Dafydd, the only legitimate son of Llywelyn Fawr (Llywelyn ap Iowerth) was stuck between a rock and a hard place. His father was determined that he become the Prince of Wales and hold the country together upon Llywelyn’s death, but at the same time, his illegitimate older brother, Gruffydd, by Welsh law had an equal claim to the throne. The possibility that Gruffydd was erratic and temperamental and perhaps not as suited to ruling a princedom as Dafydd was irrelevant.
Even had Gruffydd been all that Llywelyn wanted in a son, he was not legitimate. Among the Welsh, any child was reckoned legitimate if his father acknowledged him, which Llywelyn had. But the Church did not and the powers-that-were in England believed that the Welsh were barbaric for allowing a illegitimate child to inherit anything. Much less the crown of Wales. So Gruffydd was out.
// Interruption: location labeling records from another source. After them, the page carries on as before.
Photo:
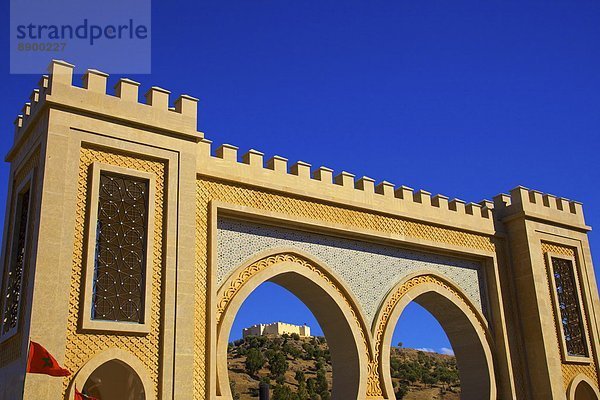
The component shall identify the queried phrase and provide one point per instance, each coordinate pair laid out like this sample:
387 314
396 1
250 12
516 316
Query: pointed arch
331 303
582 388
465 326
122 357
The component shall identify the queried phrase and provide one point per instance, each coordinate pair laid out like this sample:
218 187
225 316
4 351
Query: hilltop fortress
277 329
131 242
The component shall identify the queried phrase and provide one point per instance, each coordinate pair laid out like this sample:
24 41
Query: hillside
300 369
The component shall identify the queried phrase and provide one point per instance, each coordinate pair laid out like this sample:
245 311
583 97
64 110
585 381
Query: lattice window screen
120 265
13 279
568 304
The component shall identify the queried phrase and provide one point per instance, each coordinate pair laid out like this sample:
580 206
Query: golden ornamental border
569 370
402 290
235 285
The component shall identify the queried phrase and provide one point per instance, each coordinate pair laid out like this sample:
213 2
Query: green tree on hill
254 361
277 364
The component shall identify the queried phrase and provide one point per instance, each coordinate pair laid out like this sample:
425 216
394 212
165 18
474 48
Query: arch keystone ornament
510 280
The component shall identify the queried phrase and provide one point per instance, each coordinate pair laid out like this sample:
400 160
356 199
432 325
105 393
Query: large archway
462 323
323 294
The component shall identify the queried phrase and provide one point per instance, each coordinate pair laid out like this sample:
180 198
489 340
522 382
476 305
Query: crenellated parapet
276 172
92 98
533 204
179 120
This conflict meant that when Llywelyn Fawr died in 1240, Dafydd was at an immediate disadvantage in his relationship with England. On one hand, he hadn’t the personality of his father and was living proof that Wales had bowed to the English crown and church, and on the other, his own brother seethed with resentment and worked with allies to unseat him.
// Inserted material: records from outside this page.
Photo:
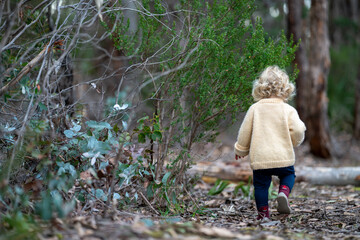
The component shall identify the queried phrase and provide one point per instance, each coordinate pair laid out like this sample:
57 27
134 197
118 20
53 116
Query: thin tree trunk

Dafydd proceeded to lock up his brother and his brother’s eldest son, Owain, in Criccieth Castle. Gruffydd had already spent four years imprisoned by the King of England (as a way to contain Llywelyn Fawr), and six more years in his own father’s prison for wreaking havoc on the lands his father had given him. When Senana, Gruffydd’s wife, appealed to King Henry of England, he agreed to intervene. Unfortunately for Gruffydd, it just meant trading Criccieth Castle for the Tower of London. Ultimately, Gruffydd died in 1244, trying to escape from the tower on a rope that broke. He fell to his death. See my post on Senana: http://www.sarahwoodbury.com/senana-wife-of-gruffydd-ap-llywelyn/
With Gruffydd’s death, Dafydd was free to restart his father’s campaign to control all of Wales, which he did. Unfortunately, just after a victory over King Henry and the potential start of a new era in Wales, he died on 25 February 1246 of an unknown illness.
(much of this comes from J. Beverly Smith’s definite work on Dafydd’s nephew Llywelyn ap Gruffudd, 1998).
–Born around 1215 to Llywelyn Fawr and his wife, Joanna, illegitimate daughter of King John of England.
–May have died from an illness that caused him to lose the nails on his hands and feet.
–Married Isabella de Braose, whose father David’s father had hung at Garth Celyn for having an affair with David’s mother.
–Had no children.
–Was excommunicated by the Archbishop of Canterbury for not bowing to the English crown.
–Under the terms of the Treaty of Gwerneigron (1241), he had to give up all his lands outside Gwynedd, and also to hand over to the King his half brother Gruffydd whom he had been keeping a prisoner.
–Reconciled with Llywelyn ap Gruffydd, Gruffydd second son, before he died. Thus, Llywelyn ap Gruffydd was on hand when Dafydd died unexpectedly in 1246 and assumed the throne of Gwynedd.